The time of closest approach was on October 12 at 19:12 UTC (21:12 CEST), when Solar Orbiter was only 29% of the distance from Earth to the Sun. This film comes from October 13, when the spacecraft’s Extreme Ultraviolet Imager (EUI) rendered the highest resolution film of the silent crown ever taken with any instrument.
Each pixel of this film extends over 105 km on the surface of the Sun. This means that if EUI were to look at Earth from this distance, our entire planet would only cover 120 pixels in diameter. The film itself is 2048 wide, which means 17 Earths would fit side by side in this image.
The corona is the outer atmosphere of the Sun. It is said to be calm when there is little appreciable solar activity, such as flares or coronal mass ejections. This film, and others shot during the encounter, show the dynamic nature of the Sun’s million-degree hot corona. The electrically charged gas here, known as plasma, is in constant motion, guided and accelerated by changes in the Sun’s magnetic field. The glowing arcs of plasma in the film are held in place by loops of magnetism that burst into the corona from within the Sun.
The Sun is currently accelerating to reach a peak in its activity levels, known as solar maximum, in 2025. So sightings of a silent corona are expected to become rarer in the coming years.
The Sun launches a solar wind of particles that passes through the solar system.
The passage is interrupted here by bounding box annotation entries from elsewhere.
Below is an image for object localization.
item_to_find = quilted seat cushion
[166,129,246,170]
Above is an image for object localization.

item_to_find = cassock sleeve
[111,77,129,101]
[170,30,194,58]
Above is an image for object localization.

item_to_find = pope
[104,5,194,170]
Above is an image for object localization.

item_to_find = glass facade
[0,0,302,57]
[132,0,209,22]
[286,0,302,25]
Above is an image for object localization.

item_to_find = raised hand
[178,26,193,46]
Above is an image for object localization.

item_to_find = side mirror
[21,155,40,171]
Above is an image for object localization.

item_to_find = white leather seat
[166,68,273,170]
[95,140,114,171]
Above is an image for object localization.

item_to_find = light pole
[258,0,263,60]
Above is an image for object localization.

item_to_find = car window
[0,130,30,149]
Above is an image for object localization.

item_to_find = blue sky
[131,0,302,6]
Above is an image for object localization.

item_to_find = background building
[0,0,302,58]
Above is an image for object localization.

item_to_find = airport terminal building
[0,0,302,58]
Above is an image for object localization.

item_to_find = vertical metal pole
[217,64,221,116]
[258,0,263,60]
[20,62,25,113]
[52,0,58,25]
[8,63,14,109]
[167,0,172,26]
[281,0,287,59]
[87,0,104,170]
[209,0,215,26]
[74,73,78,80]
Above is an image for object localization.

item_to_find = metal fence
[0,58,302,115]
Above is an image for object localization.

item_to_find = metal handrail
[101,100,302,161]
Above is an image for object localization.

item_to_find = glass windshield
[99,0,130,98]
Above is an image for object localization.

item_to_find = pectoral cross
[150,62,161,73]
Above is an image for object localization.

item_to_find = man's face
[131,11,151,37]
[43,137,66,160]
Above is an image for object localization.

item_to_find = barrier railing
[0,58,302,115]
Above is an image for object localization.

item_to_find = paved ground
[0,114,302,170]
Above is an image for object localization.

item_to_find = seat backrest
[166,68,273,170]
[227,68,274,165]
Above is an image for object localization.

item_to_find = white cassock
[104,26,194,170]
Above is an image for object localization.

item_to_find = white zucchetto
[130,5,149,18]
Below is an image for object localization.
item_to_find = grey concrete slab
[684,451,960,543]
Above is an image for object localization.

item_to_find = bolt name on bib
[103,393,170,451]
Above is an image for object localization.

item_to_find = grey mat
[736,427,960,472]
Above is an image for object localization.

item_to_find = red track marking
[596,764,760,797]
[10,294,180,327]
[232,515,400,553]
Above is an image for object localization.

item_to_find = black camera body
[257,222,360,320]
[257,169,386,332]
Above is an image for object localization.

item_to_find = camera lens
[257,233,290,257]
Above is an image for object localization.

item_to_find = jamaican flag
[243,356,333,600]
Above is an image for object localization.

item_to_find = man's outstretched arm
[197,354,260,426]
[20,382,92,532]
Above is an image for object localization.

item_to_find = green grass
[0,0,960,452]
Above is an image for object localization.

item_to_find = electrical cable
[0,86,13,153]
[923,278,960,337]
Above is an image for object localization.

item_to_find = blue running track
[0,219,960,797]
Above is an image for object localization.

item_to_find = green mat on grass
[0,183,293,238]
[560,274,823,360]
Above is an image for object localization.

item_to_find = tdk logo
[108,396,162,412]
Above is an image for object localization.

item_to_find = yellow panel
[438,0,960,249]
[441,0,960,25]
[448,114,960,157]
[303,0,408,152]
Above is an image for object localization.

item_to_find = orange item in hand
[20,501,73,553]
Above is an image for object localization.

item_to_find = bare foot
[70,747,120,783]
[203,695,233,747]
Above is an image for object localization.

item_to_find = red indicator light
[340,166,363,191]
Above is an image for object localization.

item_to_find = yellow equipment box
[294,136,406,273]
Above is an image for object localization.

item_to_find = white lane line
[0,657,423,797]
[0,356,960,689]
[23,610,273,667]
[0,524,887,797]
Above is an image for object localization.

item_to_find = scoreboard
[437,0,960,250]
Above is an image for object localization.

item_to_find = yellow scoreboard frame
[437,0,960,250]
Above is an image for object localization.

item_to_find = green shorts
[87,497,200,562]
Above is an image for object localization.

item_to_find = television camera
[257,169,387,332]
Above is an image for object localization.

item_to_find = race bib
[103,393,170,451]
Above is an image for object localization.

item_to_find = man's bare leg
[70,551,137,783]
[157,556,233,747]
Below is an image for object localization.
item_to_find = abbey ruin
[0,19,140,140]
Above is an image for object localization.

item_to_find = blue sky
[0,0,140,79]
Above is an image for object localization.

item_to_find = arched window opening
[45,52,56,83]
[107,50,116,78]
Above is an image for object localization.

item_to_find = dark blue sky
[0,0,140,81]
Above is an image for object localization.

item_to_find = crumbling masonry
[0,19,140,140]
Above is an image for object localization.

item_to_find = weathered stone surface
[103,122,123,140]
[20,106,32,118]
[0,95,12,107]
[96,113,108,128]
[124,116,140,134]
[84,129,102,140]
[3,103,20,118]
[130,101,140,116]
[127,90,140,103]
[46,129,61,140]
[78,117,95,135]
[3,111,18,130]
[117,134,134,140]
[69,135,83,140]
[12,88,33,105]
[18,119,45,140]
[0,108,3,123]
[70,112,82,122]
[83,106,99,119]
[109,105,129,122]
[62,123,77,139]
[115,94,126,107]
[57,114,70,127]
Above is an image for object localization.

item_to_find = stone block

It originates in the corona, but the precise mechanism by which this occurs is poorly understood. The study of this phenomenon is a key objective for solar physicists and one of the main scientific objectives of Solar Orbiter.
This particular encounter benefited from Solar Orbiter’s rapid flight toward Earth. This made it possible to transfer a lot more data. It also enabled coordinated observations of solar features with terrestrial telescopes, beginning October 21.
“I look forward to the data from all ten instruments being uploaded over the next few weeks, and then the global scientific community will be very busy discovering new things using this unique dataset,” says ESA project scientist Daniel Müller. for Solar Orbiter.
Solar Orbiter is an international collaborative space mission between ESA and NASA, operated by ESA.
This film has been enhanced with the Wavelet Optimized Whitening technique.